Nach alten Überlieferungen wurde der Tod durch eine große, knochige, blinde und hohlwangige Frau verkörpert, die eine Sense trug; ihr Name ist giltinë. Sie ist ein Wesen der Nacht und überfällt den Menschen unerwartet. Hunde, Katzen, Pferde und manche Vögel, die sie sehen, verhalten sich seltsam und unnatürlich. Auch andere, außergewöhnliche Vorkommnisse deuten die Nähe des Todes an: Ein Laib Brot fällt im Ofen auseinander, Wände oder Decken bekommen Sprünge, ein Spiegel zerbricht, Imker finden kreuz- oder sargförmige Waben im Bienenstock, Menschen träumen, dass sie einen Zahn verlieren, oder erhalten im Traum Besuch von ihren toten Verwandten.

Nach dem Volksglauben bedeutet sterben, dass die Seele vom Körper getrennt wird. Sie verlässt den Körper dann wie ein Schatten oder Nebel mit zwei Atemzügen, von denen einer tief aus dem Brustkorb kommt und der andere flach ist. Deshalb wurden in der Todesstunde alle Fenster und Türen weit geöffnet, damit die Seele des Toten und die seiner bereits verstorbenen Verwandten, die ihn abholen kommen, das Haus verlassen können. Angehörige und Nachbarn wurden benachrichtigt, damit sie dem Sterbenden einen letzten Besuch abstatten und sich verabschieden, um Verzeihung bitten und Verzeihung erhalten konnten. Man glaubte, dass zu dieser Zeit niemand im Haus schlafen sollte, deshalb wurden alle aufgeweckt, sogar die Kinder und Säuglinge. Der Tod eines Bauern wurde sofort allen Nutz- und Haustieren mitgeteilt, auch die Bienen wurden mit einem Klopfen auf den Stock informiert, damit die Seele ihres Herren sie nicht mitnehmen konnte.

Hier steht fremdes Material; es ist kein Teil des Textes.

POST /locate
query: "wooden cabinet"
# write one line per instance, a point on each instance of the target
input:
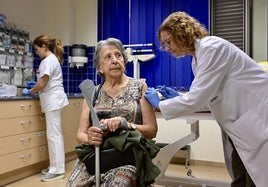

Während des Sterbeprozesses und nach dem Tod wurde im Haus Stille gehalten, um der umherirrenden Seele Respekt zu erweisen, die erst nach der Beerdigung das Haus verließ.

Die Toten wurden immer in ihren besten Kleidungsstücken bestattet oder es wurden besondere Totenhemden angefertigt, die man Beerdigungshochzeitsanzüge nannte. Da man die Toten auf eine Reise zum Leben ins Jenseits schickte, wurden sie festlich ausstaffiert wie zu einer Feier, wie archäologische Funde und schriftliche Quellen verschiedener Zeitalter belegen.

Bis etwa 1960 wurden die Toten nicht sofort eingesargt, sondern auf mit weißem Leinen bedeckten Brettern für drei oder mehr Tage aufgebahrt (siehe: Totenklage), die im besten Teil des Hauses aufgestellt wurden – üblicherweise an der Rückwand, sodass der Tote mit den Füßen zur Tür lag. Familienmitglieder und Angehörige hielten Tag und Nacht Totenwache, während die Nachbarn abends vorbeikamen, um zu singen und zu beten. Über die, die ihre Toten in Eile bestatteten, sagte man, dass „der Tote nicht einmal eine Nacht in seinem Haus bleiben durfte“ oder dass „die Seele kein Festmahl erhalten“ habe.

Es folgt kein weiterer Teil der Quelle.